The texts will be processed by the Erase / Replace scripts, which are two experiments that question who and what is included or excluded in book scanning. In each script, what is first scanned affects what is visible and what is hidden in what is scanned in a second stage, so on so forth. The scripts learn each page's vocabulary and favours the most common words. The least common word recede further and further away from view, finally disappearing all together or even replaced by the more common words. Every scan session results in a different distortion, and outputs the original scanned image, but with the text manipulated.
Ultimately these texts and scripts are tools for thinking about how knowledge is mined and presented online, how bias spreads from the Canon to the web, finding opportunities to break open this process.
Chapter 5 - Alexander Roidl
Scanning the Database + chatbookchatbook: ocr/output.txt python3 src/chatbook.py
In Scanning the database, Alexander offers to navigate in and out of database narratives. His reader looks at how databases are structured and formed, and how the data they hold are classified, and how such structuring and classification leads to bias. It shows how important it is to question the authorative dimension of databases, by looking closely at what is being scanned, how it is stored, organized and selected.

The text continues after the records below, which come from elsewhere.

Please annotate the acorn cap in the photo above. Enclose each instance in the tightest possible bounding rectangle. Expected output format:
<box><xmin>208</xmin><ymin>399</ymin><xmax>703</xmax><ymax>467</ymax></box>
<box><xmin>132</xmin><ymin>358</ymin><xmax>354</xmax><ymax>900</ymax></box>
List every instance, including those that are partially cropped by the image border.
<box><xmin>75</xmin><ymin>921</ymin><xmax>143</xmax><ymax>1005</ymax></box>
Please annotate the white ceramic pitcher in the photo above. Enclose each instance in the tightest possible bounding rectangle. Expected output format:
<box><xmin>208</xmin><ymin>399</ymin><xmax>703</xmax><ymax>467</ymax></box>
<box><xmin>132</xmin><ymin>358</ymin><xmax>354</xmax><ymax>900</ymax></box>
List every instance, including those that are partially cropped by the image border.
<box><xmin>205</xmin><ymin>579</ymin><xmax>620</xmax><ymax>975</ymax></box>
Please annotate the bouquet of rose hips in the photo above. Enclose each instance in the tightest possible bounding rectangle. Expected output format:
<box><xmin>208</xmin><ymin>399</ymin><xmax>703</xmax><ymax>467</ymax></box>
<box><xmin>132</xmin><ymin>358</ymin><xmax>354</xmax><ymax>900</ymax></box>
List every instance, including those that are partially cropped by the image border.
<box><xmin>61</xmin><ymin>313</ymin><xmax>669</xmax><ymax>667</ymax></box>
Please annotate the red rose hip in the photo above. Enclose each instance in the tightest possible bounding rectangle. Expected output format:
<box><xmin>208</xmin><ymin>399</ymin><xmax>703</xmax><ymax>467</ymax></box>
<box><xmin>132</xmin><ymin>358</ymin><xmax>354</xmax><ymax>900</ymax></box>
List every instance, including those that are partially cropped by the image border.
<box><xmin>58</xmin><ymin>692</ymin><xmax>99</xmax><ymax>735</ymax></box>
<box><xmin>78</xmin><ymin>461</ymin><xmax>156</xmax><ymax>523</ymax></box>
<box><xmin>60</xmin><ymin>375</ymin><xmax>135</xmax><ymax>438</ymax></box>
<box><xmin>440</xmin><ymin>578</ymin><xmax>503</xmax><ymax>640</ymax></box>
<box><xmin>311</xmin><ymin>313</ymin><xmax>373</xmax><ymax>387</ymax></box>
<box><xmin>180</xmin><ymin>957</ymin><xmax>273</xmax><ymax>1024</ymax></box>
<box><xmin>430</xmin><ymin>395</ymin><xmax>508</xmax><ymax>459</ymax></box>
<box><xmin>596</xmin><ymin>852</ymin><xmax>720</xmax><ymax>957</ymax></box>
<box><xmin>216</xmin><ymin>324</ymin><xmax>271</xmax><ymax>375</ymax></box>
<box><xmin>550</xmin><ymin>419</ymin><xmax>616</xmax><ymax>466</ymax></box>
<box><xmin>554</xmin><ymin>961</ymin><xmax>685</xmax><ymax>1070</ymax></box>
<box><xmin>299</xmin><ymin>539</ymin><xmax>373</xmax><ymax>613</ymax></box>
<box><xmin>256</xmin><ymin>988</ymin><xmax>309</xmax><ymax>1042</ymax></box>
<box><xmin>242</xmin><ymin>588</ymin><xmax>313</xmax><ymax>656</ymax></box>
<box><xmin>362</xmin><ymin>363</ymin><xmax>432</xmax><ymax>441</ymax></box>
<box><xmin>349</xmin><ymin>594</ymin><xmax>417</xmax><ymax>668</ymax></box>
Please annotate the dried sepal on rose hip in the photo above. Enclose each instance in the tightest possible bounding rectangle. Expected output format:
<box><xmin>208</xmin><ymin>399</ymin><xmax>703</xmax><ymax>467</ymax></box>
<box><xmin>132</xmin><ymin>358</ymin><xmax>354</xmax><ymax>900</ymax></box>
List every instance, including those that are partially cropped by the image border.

In reponse to these questions, Alex proposes an alternative interface to such database, by creating a chatbot that enables the user / viewer to explore the content of scanned material by chatting with the bookscanner. By adding an explicit layer of software mediation, the experiment questions how knowledge is built and mediated in the age of machine learning.

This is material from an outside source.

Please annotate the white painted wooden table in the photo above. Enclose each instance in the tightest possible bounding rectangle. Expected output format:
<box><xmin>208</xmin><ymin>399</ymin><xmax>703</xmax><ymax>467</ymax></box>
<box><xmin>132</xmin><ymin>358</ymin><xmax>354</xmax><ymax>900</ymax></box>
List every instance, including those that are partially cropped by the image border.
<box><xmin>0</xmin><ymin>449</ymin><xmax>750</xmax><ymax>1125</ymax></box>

Chapter 6 - Angeliki Diakrousi
From Tedious Tasks to Liberating Orality + ttssr-> Reading and speech recognition in loopttssr-human-only: ocr/output.txt bash src/ttssr-loop-human-only.sh ocr/output.txt
Angeliki's collection of texts From Tedious Tasks to Liberating Orality- Practices of the Excluded on Sharing Knowledge, refers to orality in relation to programming, as a way of sharing knowledge including our individually embodied position and voice. The emphasis on the role of personal positioning is often supported by feminist theorists. Similarly, and in contrast to scanning, reading out loud is a way of distributing knowledge in a shared space with other people, and this is the core principle behind the ttssr-> Reading and speech recognition in loop software. Using speech recognition software and python scripts Angeliki proposes to the audience to participate in a system that highlights how each voice bears the personal story of an individual. In this case the involvement of a machine provides another layer of reflection of the reading process.
Credits
OuNuPo was produced as part of a collaboration between XPUB and WORM. The project was developed by the XPUB practitioners (Natasha Berting, Angeliki Diakrousi, Joca van der Horst, Alexander Roidl, Alice Strete and Zalán Szakács) with the support from Varia special guests (Manetta Berends and Cristina Cochior), the WORM Pirate Bay (Wojtek Szustak and Frederic Van de Velde), diybookscanner.eu (Mark Van den Borre) and XPUB staff and tutors (Delphine Bedel, André Castro, Aymeric Mansoux, Michael Murtaugh, Leslie Robbins and Steve Rushton).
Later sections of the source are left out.